Projects
Rooted in heritage and driven by purpose, our projects elevate Black voices, restore and protect the Chesapeake Bay Watershed, and connect communities to the “green spaces and blue waters” that sustain us. This is all made possible through the passion of our volunteers, partners, and allies.
Carr's - Elktonia Beach Park:
BoCF received grant funding from the National Park Service Chesapeake Gateways Program to facilitate the development of an Environmental and Black Heritage educational strategy to inform a plan for year-round public-facing programs at the new Carr’s - Elktonia Beachfront City Park. The park’s educational strategy includes multiple curricula, representing the collaboration of BoCF and area partners such as, but not limited to: Chesapeake Bay Oyster Ecology informed by the work of the Chesapeake Bay Foundation; The Chesapeake Bay, Climate Change, and Human Health Impacts from UMD Center for Environmental Sciences (UMCES); and eDNA for Place-telling and Storytelling offered by Black in Marine Science (BIMS) and Blacks of the Chesapeake Foundation, Inc.
Similarly, Black Heritage programming will be developed from the BoCF publication, “The Chesapeake Bay Through Ebony Eyes,” with an updated companion curriculum guide for 7th-grade social studies instruction. Partners continue to engage in program planning, provide recommendations for site development features to provide a unique visitor experience, and propose various technologies for storytelling and interpretation.
BoCF continues to share historical information through its collaboration with the Maryland State Archives, allowing partners and collaborators to rely on documents, artifacts, video, and documentaries housed in the BoCF collection at Maryland Online Digital Archives.
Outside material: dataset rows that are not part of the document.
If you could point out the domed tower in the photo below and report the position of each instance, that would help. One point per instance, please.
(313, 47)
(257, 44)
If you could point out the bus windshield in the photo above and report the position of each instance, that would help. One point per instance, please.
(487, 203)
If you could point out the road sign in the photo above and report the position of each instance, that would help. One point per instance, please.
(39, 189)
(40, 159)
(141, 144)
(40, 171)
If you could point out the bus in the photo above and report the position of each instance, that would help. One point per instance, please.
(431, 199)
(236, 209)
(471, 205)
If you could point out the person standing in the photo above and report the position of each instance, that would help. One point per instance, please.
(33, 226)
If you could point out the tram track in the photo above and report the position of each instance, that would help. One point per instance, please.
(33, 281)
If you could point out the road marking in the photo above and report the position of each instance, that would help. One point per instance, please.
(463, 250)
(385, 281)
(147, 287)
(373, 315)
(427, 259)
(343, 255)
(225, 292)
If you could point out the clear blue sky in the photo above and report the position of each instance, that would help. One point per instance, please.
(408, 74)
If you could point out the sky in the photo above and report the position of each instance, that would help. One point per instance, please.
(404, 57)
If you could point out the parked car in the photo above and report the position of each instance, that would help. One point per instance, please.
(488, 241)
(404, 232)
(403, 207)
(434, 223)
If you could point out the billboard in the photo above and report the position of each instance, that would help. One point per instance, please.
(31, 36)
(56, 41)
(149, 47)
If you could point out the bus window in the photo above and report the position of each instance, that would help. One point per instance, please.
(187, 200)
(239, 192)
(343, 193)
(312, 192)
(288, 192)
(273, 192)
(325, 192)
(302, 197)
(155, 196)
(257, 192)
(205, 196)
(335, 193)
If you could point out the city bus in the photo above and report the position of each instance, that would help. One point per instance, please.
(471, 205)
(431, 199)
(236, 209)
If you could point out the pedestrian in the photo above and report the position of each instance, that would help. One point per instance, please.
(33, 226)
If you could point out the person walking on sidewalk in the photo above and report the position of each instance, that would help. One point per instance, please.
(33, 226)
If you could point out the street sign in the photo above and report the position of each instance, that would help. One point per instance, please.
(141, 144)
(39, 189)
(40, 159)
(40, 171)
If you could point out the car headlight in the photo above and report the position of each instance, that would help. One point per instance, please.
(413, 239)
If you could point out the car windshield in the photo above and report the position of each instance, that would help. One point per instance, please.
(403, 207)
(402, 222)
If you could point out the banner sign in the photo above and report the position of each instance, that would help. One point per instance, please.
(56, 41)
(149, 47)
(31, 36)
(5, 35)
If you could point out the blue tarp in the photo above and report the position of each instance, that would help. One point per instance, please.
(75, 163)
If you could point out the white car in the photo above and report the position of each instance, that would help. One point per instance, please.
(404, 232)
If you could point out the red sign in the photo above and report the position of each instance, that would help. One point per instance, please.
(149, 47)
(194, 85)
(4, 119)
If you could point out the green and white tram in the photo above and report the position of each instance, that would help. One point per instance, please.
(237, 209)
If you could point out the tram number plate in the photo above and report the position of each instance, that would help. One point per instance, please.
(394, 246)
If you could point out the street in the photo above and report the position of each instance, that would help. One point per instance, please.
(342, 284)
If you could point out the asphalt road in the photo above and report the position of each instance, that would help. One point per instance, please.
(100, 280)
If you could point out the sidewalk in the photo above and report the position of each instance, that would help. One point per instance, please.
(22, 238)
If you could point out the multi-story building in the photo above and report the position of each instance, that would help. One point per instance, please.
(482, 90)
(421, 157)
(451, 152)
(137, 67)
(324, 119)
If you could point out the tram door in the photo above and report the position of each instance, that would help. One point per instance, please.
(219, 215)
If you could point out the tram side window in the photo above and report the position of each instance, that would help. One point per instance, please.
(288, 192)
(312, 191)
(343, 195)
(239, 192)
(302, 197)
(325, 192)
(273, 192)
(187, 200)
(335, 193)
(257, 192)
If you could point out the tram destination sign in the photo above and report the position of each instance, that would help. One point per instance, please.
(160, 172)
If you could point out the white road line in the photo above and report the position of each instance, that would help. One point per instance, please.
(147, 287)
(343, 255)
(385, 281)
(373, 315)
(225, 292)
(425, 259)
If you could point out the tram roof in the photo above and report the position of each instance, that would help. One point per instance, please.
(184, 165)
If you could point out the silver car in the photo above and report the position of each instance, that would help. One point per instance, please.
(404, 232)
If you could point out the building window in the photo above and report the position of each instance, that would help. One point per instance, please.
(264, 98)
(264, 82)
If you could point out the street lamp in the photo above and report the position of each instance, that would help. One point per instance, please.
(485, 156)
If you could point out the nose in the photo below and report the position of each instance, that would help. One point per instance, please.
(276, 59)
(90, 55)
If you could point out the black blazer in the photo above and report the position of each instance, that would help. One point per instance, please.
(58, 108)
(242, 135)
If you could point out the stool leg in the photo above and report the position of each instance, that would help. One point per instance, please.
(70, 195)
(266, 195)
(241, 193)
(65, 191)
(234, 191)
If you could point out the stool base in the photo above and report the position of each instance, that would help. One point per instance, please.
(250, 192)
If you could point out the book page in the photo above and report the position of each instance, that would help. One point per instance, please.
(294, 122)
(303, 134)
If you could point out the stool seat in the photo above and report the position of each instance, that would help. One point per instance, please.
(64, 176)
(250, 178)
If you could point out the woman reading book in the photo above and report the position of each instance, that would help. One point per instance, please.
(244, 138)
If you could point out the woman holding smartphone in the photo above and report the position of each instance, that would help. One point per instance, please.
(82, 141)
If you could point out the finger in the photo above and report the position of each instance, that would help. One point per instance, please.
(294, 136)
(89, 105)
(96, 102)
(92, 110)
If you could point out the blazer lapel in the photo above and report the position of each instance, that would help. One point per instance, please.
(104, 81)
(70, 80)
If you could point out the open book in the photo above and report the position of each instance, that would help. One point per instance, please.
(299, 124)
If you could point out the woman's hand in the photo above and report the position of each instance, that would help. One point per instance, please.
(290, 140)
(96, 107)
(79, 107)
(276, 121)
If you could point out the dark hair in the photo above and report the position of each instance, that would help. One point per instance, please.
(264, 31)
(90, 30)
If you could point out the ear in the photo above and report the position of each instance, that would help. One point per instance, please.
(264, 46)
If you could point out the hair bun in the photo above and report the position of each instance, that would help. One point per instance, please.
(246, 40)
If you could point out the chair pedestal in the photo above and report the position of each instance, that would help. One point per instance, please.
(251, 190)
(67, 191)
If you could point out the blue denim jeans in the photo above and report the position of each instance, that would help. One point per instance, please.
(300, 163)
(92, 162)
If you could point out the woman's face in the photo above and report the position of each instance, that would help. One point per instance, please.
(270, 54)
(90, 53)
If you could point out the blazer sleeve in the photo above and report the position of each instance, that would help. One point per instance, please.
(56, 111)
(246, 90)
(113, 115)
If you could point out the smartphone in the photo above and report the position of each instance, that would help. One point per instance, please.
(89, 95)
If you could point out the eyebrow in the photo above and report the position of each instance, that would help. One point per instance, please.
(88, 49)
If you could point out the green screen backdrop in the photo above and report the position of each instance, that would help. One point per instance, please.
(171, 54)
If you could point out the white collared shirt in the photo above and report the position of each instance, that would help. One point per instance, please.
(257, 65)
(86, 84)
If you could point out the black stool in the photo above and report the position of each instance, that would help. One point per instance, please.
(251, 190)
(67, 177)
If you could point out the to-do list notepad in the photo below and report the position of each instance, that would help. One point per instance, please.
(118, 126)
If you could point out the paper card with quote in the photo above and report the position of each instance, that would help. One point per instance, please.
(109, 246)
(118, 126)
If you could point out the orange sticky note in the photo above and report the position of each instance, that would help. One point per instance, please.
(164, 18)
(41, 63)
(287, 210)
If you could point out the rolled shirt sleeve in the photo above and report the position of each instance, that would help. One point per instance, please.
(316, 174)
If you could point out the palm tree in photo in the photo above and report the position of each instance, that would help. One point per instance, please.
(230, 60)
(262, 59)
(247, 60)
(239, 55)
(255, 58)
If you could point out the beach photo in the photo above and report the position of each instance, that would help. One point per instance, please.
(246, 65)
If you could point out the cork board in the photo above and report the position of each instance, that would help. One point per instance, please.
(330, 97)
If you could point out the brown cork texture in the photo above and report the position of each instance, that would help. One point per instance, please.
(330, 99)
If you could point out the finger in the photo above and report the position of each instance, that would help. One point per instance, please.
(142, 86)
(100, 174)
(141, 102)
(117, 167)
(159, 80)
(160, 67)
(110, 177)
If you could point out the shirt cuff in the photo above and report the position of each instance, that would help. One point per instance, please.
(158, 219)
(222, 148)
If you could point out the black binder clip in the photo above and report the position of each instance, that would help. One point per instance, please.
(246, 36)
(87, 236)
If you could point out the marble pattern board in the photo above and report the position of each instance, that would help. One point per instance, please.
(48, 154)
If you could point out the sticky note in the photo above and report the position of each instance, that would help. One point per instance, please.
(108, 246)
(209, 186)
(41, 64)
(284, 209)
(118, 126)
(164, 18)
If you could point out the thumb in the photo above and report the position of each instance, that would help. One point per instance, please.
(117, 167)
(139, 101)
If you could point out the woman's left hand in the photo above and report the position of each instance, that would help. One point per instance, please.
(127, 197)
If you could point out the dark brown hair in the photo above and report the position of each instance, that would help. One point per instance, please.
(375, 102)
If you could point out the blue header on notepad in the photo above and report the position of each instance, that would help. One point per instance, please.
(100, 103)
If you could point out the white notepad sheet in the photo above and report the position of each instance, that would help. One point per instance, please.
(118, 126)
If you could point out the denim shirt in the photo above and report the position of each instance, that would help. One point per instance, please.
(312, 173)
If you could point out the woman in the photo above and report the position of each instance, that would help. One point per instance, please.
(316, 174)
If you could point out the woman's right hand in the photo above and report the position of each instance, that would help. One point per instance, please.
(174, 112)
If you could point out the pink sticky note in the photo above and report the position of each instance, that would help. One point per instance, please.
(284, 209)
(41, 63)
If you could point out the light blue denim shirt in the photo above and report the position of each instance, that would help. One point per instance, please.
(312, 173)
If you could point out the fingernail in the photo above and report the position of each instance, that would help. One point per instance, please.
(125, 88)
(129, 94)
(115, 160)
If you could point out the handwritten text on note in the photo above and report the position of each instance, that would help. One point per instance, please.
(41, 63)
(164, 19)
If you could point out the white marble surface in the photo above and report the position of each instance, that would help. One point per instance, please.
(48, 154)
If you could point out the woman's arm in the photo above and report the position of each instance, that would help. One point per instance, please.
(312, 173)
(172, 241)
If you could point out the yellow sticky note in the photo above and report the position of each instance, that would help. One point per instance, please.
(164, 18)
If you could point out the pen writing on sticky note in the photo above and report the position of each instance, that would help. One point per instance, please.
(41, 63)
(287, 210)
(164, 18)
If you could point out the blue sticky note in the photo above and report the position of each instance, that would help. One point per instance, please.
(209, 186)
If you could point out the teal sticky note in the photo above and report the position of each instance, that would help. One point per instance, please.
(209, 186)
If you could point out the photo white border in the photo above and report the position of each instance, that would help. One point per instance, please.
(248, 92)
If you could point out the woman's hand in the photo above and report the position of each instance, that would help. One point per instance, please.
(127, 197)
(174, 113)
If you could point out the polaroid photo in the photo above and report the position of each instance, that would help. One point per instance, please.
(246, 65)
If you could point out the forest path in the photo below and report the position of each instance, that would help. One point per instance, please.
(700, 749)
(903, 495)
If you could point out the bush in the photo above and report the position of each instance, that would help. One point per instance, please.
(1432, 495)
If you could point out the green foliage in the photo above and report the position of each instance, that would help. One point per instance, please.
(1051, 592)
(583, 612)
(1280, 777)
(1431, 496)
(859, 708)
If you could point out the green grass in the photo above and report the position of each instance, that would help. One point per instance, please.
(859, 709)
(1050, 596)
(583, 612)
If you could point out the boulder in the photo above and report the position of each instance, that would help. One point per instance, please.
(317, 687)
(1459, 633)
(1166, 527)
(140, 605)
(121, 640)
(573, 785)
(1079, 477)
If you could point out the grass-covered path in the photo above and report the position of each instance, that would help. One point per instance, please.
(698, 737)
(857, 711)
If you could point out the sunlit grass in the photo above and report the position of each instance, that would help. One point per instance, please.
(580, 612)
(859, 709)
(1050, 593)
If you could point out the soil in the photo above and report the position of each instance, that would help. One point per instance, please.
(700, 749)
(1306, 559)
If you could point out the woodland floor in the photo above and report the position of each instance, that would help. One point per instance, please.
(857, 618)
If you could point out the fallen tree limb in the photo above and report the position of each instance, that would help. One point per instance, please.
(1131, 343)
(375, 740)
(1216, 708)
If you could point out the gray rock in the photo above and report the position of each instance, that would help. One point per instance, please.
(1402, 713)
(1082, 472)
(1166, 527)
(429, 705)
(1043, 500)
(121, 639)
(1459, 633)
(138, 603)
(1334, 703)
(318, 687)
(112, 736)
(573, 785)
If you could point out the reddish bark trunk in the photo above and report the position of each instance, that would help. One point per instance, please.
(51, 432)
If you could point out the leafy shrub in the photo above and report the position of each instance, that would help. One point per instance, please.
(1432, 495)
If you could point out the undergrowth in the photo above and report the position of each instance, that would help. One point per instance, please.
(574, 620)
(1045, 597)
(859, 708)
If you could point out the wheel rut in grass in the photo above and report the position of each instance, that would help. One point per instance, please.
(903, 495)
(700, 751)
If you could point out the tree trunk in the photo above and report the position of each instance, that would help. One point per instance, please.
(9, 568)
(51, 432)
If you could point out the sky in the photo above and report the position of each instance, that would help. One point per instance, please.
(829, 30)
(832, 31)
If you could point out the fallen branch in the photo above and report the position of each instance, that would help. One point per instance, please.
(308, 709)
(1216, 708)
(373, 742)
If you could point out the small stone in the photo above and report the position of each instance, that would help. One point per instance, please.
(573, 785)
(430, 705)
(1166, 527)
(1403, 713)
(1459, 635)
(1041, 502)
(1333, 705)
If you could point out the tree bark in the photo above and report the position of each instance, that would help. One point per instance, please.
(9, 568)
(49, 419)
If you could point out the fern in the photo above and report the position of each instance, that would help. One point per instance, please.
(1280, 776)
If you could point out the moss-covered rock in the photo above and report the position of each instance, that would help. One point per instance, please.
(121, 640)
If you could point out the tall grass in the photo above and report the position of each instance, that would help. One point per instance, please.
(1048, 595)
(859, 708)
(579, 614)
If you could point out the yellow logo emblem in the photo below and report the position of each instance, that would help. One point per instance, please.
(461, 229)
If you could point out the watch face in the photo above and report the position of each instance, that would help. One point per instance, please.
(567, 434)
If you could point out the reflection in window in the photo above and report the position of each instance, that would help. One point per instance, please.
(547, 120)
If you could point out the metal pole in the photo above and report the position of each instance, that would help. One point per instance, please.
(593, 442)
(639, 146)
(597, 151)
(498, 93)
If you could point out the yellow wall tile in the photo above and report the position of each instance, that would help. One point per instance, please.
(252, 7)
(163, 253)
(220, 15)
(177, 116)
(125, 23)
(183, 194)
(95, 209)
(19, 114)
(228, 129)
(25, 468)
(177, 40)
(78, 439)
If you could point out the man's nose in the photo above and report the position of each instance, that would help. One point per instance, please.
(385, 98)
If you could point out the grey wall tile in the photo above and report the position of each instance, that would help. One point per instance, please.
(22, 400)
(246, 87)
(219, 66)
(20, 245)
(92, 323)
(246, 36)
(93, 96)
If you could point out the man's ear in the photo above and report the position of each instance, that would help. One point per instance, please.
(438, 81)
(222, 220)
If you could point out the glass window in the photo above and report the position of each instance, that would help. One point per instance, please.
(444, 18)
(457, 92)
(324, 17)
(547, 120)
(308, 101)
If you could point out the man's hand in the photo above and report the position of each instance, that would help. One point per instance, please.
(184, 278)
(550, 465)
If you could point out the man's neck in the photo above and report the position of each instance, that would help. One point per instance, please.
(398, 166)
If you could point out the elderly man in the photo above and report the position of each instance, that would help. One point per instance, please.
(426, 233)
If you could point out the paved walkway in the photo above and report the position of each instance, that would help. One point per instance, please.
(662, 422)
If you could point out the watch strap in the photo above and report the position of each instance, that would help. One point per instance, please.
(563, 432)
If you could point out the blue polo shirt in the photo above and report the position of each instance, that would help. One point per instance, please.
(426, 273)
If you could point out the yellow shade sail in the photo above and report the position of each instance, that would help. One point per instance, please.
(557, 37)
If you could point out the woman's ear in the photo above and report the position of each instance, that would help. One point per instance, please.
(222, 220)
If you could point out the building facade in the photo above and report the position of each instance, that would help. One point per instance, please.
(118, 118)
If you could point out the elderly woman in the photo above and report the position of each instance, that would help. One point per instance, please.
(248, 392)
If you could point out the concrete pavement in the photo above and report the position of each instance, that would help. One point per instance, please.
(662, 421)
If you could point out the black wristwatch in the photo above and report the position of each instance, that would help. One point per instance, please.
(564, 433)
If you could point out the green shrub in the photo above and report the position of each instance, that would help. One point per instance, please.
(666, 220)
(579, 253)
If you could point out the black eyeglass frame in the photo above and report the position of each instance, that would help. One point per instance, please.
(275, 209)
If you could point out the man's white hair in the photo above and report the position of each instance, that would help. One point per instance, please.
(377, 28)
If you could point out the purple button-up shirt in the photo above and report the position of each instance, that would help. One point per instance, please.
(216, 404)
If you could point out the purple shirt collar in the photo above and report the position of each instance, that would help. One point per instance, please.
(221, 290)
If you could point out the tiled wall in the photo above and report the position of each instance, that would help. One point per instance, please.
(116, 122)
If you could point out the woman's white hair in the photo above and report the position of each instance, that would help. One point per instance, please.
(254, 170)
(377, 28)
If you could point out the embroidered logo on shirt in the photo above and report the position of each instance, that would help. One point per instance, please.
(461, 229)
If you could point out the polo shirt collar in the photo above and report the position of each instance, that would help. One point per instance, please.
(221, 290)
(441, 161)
This includes documentaries narrated by Founder/CEO Vincent O/ Leggett, Admiral of the Chesapeake, as shared on Maryland Public Television.


“Hearts and Hands Across the Atlantic”
is the BoCF’s international collaboration launched in 2022 following an invitation from the government of Senegal for Former CEO, Vince Leggett and co-founder, Aldena Legget, to visit as a cultural attaches, with request to accept a traditional African Pirogue boat constructed by 17th-generation Senegalese boat makers using conventional methods that do not involve tape measures and relying on blacksmithing the centuries-old tools unique to this form of boatmaking. The BoCF 2023 visit and delegation was led by world-renowned metallurgist, craftsman, and educator, Mr. Phillip Harrison, founder of the international nonprofit Penumbra Design. Mr. Harrison was BoCF’s Director of Visual Art and Metals in February 2022. Phillip continues to advance this project with plans to sail the Pirogue boat from Dakar, Senegal, into the Port of Annapolis in 2027, retracing the infamous Trans-Atlantic slave route. BoCF envisions this boat becoming a major visitor attraction at the new Annapolis Maritime Welcome Center, sharing the story of the Trans-Atlantic Slave industry, the ensuing enslavement of captured Africans, and the contributions of these enslaved persons and their descendants in establishing the Chesapeake Bay as a global powerhouse in the maritime trades and seafood industries. The gifted boat will be welcomed at the new “Vincent O. Leggett Memorial Park and Pier.”